THEOREM: if $F$ and $G$ are one to one then $G \circ F$ is also one to one and $(G \circ F)^\neg$ = $F^\neg \circ G^\neg$
PROOF:
if $F: A\rightarrow B$, $G: B \rightarrow C$ and
$\forall a, a' \in A \ \ F(a)=F(a') \Rightarrow a=a'$ then F is one to one and if
$\forall b, b' \in B \ \ G(b)=G(b') \Rightarrow b=b'$ then G is one to one by the definition of one to one.
If $(G \circ F)(a)=(G \circ F)(a') \Rightarrow G(F(a))= G(F(a'))$ then $F(a)= F(a')$ since $G$ is one to one.

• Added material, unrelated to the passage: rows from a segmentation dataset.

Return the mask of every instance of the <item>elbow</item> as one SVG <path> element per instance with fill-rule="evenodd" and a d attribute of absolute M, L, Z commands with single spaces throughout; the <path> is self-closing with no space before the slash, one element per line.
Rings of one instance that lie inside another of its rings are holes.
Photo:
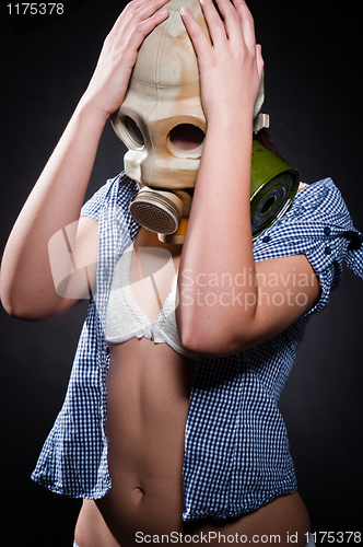
<path fill-rule="evenodd" d="M 15 319 L 22 319 L 28 322 L 40 321 L 36 317 L 34 310 L 32 313 L 32 311 L 28 310 L 28 306 L 26 306 L 23 302 L 21 302 L 16 298 L 11 298 L 8 294 L 1 294 L 1 304 L 4 311 Z"/>
<path fill-rule="evenodd" d="M 244 337 L 234 335 L 221 328 L 189 327 L 180 328 L 179 337 L 182 345 L 188 351 L 206 357 L 226 357 L 244 351 L 250 344 Z"/>

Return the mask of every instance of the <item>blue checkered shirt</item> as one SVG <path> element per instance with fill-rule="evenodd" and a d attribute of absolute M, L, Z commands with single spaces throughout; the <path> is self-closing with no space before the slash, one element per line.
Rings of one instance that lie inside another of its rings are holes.
<path fill-rule="evenodd" d="M 97 499 L 112 487 L 104 326 L 114 267 L 139 230 L 129 213 L 136 194 L 136 183 L 118 175 L 81 213 L 99 225 L 97 293 L 90 301 L 63 407 L 32 475 L 51 491 L 75 498 Z M 285 216 L 255 241 L 256 261 L 304 253 L 319 276 L 321 294 L 272 339 L 234 356 L 198 359 L 185 432 L 185 521 L 237 516 L 296 490 L 278 401 L 309 316 L 339 286 L 342 263 L 363 278 L 362 241 L 330 178 L 298 193 Z"/>

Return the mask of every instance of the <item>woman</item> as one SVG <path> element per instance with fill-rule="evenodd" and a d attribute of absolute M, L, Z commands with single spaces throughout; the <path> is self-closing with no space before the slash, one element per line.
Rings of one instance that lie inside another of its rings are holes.
<path fill-rule="evenodd" d="M 109 181 L 81 211 L 103 127 L 122 103 L 143 38 L 168 16 L 164 3 L 134 0 L 117 20 L 4 253 L 3 305 L 33 321 L 75 304 L 54 288 L 54 234 L 81 216 L 75 261 L 98 260 L 97 292 L 65 407 L 34 479 L 84 498 L 79 547 L 156 543 L 162 535 L 212 545 L 290 545 L 291 534 L 304 546 L 308 514 L 277 401 L 311 313 L 326 304 L 341 263 L 354 268 L 362 260 L 362 236 L 327 179 L 302 189 L 253 248 L 253 110 L 264 61 L 243 0 L 216 2 L 224 23 L 212 1 L 203 0 L 213 46 L 188 10 L 182 11 L 198 56 L 208 121 L 184 245 L 162 244 L 139 229 L 128 213 L 136 185 L 125 175 Z M 174 268 L 161 270 L 160 301 L 149 279 L 133 282 L 148 248 L 165 248 L 173 259 Z M 128 260 L 132 298 L 149 321 L 131 336 L 122 315 L 116 316 L 122 330 L 112 341 L 104 326 L 113 321 L 114 269 L 125 267 L 119 259 Z M 172 347 L 154 342 L 152 326 L 176 271 L 179 339 L 173 336 Z"/>

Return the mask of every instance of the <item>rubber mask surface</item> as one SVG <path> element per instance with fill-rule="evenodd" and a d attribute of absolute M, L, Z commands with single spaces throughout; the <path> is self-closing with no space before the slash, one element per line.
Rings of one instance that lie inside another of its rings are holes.
<path fill-rule="evenodd" d="M 209 37 L 198 0 L 168 2 L 169 16 L 141 45 L 125 101 L 112 117 L 116 133 L 129 149 L 125 171 L 139 183 L 138 205 L 141 207 L 143 199 L 144 203 L 154 200 L 156 209 L 171 208 L 163 217 L 165 222 L 153 218 L 157 211 L 152 207 L 145 212 L 148 219 L 140 222 L 160 233 L 174 232 L 178 219 L 189 214 L 207 129 L 198 61 L 180 18 L 183 5 L 190 9 Z M 264 84 L 255 116 L 262 102 Z"/>

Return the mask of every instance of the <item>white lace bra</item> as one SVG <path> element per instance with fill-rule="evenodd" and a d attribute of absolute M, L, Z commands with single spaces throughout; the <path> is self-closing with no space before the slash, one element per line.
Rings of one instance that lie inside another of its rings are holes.
<path fill-rule="evenodd" d="M 106 312 L 106 340 L 120 344 L 134 336 L 138 338 L 145 337 L 155 344 L 166 342 L 177 353 L 197 360 L 198 356 L 196 353 L 182 346 L 177 331 L 175 318 L 176 279 L 153 325 L 134 300 L 130 286 L 132 249 L 133 243 L 115 266 Z"/>

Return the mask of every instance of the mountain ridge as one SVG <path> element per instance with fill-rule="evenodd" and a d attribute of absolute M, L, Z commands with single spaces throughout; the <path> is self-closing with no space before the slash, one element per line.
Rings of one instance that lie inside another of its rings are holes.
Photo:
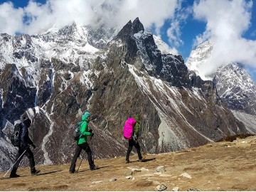
<path fill-rule="evenodd" d="M 1 136 L 9 142 L 14 122 L 21 114 L 29 116 L 40 164 L 70 161 L 73 127 L 87 110 L 98 158 L 125 153 L 123 124 L 136 114 L 141 116 L 141 148 L 150 153 L 249 132 L 221 102 L 214 83 L 189 71 L 181 55 L 161 54 L 139 18 L 97 51 L 85 50 L 88 33 L 80 31 L 84 41 L 77 41 L 74 28 L 63 28 L 59 36 L 54 31 L 46 36 L 1 34 L 6 37 L 0 45 Z M 0 146 L 4 170 L 16 149 L 5 142 Z"/>

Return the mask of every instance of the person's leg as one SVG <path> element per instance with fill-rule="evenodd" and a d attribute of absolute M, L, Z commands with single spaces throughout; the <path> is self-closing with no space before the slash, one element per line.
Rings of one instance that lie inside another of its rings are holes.
<path fill-rule="evenodd" d="M 136 148 L 136 150 L 137 151 L 139 159 L 142 160 L 142 153 L 141 153 L 141 151 L 140 151 L 140 146 L 139 146 L 139 142 L 134 142 L 134 146 Z"/>
<path fill-rule="evenodd" d="M 30 164 L 30 167 L 31 167 L 31 174 L 35 174 L 36 172 L 36 168 L 35 168 L 35 159 L 34 159 L 34 156 L 33 156 L 33 154 L 32 152 L 32 151 L 28 148 L 26 153 L 24 154 L 24 155 L 26 155 L 29 160 L 29 164 Z"/>
<path fill-rule="evenodd" d="M 128 146 L 128 149 L 127 149 L 127 155 L 126 155 L 126 161 L 129 161 L 129 154 L 132 150 L 132 146 L 134 145 L 134 140 L 132 139 L 128 139 L 129 142 L 129 146 Z"/>
<path fill-rule="evenodd" d="M 88 143 L 82 144 L 81 147 L 85 151 L 86 154 L 87 154 L 90 169 L 92 170 L 95 166 L 94 162 L 92 161 L 92 150 L 90 148 Z"/>
<path fill-rule="evenodd" d="M 18 159 L 21 156 L 21 155 L 22 154 L 22 153 L 24 151 L 24 150 L 22 150 L 21 148 L 18 147 L 18 153 L 16 154 L 16 156 L 15 158 L 15 162 L 16 162 L 16 161 L 18 160 Z M 23 155 L 23 156 L 24 156 L 24 154 Z M 16 171 L 18 167 L 18 164 L 21 162 L 23 156 L 21 156 L 19 160 L 16 163 L 16 164 L 13 166 L 13 169 L 11 169 L 11 174 L 10 174 L 10 177 L 15 177 L 16 176 L 18 176 L 18 175 L 16 174 Z"/>
<path fill-rule="evenodd" d="M 80 156 L 80 154 L 81 153 L 81 151 L 82 151 L 81 146 L 78 144 L 75 147 L 75 154 L 71 161 L 71 164 L 70 164 L 70 170 L 69 170 L 69 171 L 70 173 L 74 173 L 75 171 L 75 163 L 76 163 L 76 161 L 77 161 L 78 156 Z"/>

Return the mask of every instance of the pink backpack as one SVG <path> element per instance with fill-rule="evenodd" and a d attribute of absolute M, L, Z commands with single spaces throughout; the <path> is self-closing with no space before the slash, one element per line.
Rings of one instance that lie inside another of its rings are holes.
<path fill-rule="evenodd" d="M 134 118 L 129 118 L 124 126 L 124 137 L 126 139 L 131 139 L 132 137 L 132 132 L 136 124 L 136 120 Z"/>

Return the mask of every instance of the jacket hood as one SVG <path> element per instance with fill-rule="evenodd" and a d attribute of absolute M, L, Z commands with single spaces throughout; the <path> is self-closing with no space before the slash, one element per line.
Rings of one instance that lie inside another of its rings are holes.
<path fill-rule="evenodd" d="M 85 119 L 88 119 L 90 117 L 90 113 L 88 112 L 85 112 L 84 115 Z"/>
<path fill-rule="evenodd" d="M 139 122 L 139 114 L 136 114 L 134 116 L 134 119 L 136 119 L 137 122 Z"/>
<path fill-rule="evenodd" d="M 85 122 L 85 122 L 89 122 L 89 119 L 88 119 L 87 118 L 88 118 L 88 117 L 86 117 L 86 116 L 85 116 L 85 114 L 82 114 L 82 122 Z"/>

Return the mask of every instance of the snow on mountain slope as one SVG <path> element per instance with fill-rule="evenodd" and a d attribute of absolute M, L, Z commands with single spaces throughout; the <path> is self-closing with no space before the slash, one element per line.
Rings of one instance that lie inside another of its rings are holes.
<path fill-rule="evenodd" d="M 191 70 L 205 78 L 201 68 L 210 57 L 214 43 L 206 41 L 193 50 L 186 62 Z M 221 55 L 220 55 L 221 57 Z M 207 78 L 213 78 L 220 99 L 245 124 L 252 124 L 248 118 L 242 120 L 244 113 L 256 115 L 256 85 L 242 63 L 226 63 Z M 235 111 L 236 112 L 235 113 Z M 238 114 L 241 112 L 240 115 Z M 247 120 L 250 121 L 248 122 Z M 251 129 L 251 128 L 248 128 Z M 254 131 L 255 132 L 255 130 Z"/>
<path fill-rule="evenodd" d="M 214 43 L 210 40 L 199 45 L 195 50 L 193 50 L 186 63 L 186 65 L 190 70 L 193 70 L 202 80 L 212 80 L 210 77 L 206 77 L 203 75 L 201 68 L 210 57 Z"/>

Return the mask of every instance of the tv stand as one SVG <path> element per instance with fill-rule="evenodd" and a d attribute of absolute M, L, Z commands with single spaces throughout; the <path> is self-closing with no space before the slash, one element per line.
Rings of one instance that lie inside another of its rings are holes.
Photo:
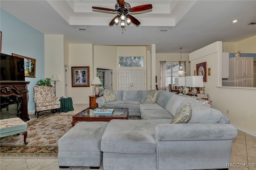
<path fill-rule="evenodd" d="M 6 100 L 10 99 L 12 101 L 13 98 L 17 99 L 17 114 L 16 117 L 20 117 L 23 121 L 26 121 L 30 120 L 28 118 L 28 85 L 29 81 L 1 81 L 0 82 L 0 96 L 6 98 Z M 6 108 L 8 106 L 6 105 L 8 103 L 4 102 L 1 100 L 1 109 Z M 8 110 L 10 109 L 8 108 Z M 1 111 L 2 112 L 2 111 Z"/>

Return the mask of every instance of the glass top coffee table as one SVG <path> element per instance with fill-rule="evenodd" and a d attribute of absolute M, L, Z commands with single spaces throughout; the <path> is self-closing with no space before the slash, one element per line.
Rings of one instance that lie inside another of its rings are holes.
<path fill-rule="evenodd" d="M 93 111 L 95 108 L 88 108 L 73 116 L 71 122 L 72 126 L 78 121 L 100 121 L 109 122 L 112 119 L 128 119 L 128 108 L 118 108 L 114 109 L 112 115 L 94 115 Z"/>

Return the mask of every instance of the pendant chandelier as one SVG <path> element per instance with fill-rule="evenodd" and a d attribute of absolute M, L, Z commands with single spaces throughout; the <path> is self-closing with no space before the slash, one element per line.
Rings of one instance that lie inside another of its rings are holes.
<path fill-rule="evenodd" d="M 180 69 L 177 71 L 176 73 L 179 76 L 179 77 L 185 77 L 186 73 L 185 70 L 185 64 L 186 61 L 181 61 L 181 49 L 182 48 L 180 48 L 180 61 L 179 61 Z"/>

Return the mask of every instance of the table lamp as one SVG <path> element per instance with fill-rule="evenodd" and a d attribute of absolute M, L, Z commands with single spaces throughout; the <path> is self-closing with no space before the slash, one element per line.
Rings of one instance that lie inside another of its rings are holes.
<path fill-rule="evenodd" d="M 175 77 L 174 79 L 175 85 L 180 87 L 179 88 L 179 91 L 180 91 L 179 95 L 182 95 L 181 92 L 182 91 L 183 86 L 185 86 L 185 77 Z"/>
<path fill-rule="evenodd" d="M 98 77 L 95 77 L 93 79 L 91 85 L 95 86 L 94 87 L 94 93 L 96 96 L 99 96 L 99 95 L 100 95 L 100 87 L 98 85 L 101 84 L 101 82 L 100 80 L 100 78 Z"/>
<path fill-rule="evenodd" d="M 53 74 L 52 75 L 52 77 L 51 77 L 51 80 L 50 80 L 51 81 L 54 81 L 54 95 L 56 96 L 56 81 L 60 81 L 60 80 L 59 80 L 58 78 L 58 76 L 56 74 Z"/>
<path fill-rule="evenodd" d="M 186 77 L 186 86 L 189 87 L 194 87 L 192 93 L 195 97 L 195 95 L 197 93 L 196 87 L 204 87 L 204 76 L 202 75 L 193 75 L 187 76 Z"/>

If $F(a)=F(a')$ then $a=a'$ since $F$ is one to one
Because $G \circ F$ is one to one it is also invertible so $(G \circ F)^\neg$ exist now if we compute $\begin{align}((G\circ F)\circ (F^\neg\circ G^\neg))(a)&=\\ ((G\circ (F\circ F^\neg)\circ G^\neg))(a)&=\\ ((G\circ G^\neg))(a)&=a\end{align} $
So, $(F^\neg\circ G^\neg)$ is the inverse of $G \circ F$ therefore $(G \circ F)^\neg=(F^\neg\circ G^\neg)$
QED
I feel like the first part is ok but the 2nd part is all messed up ... what did I do wrong?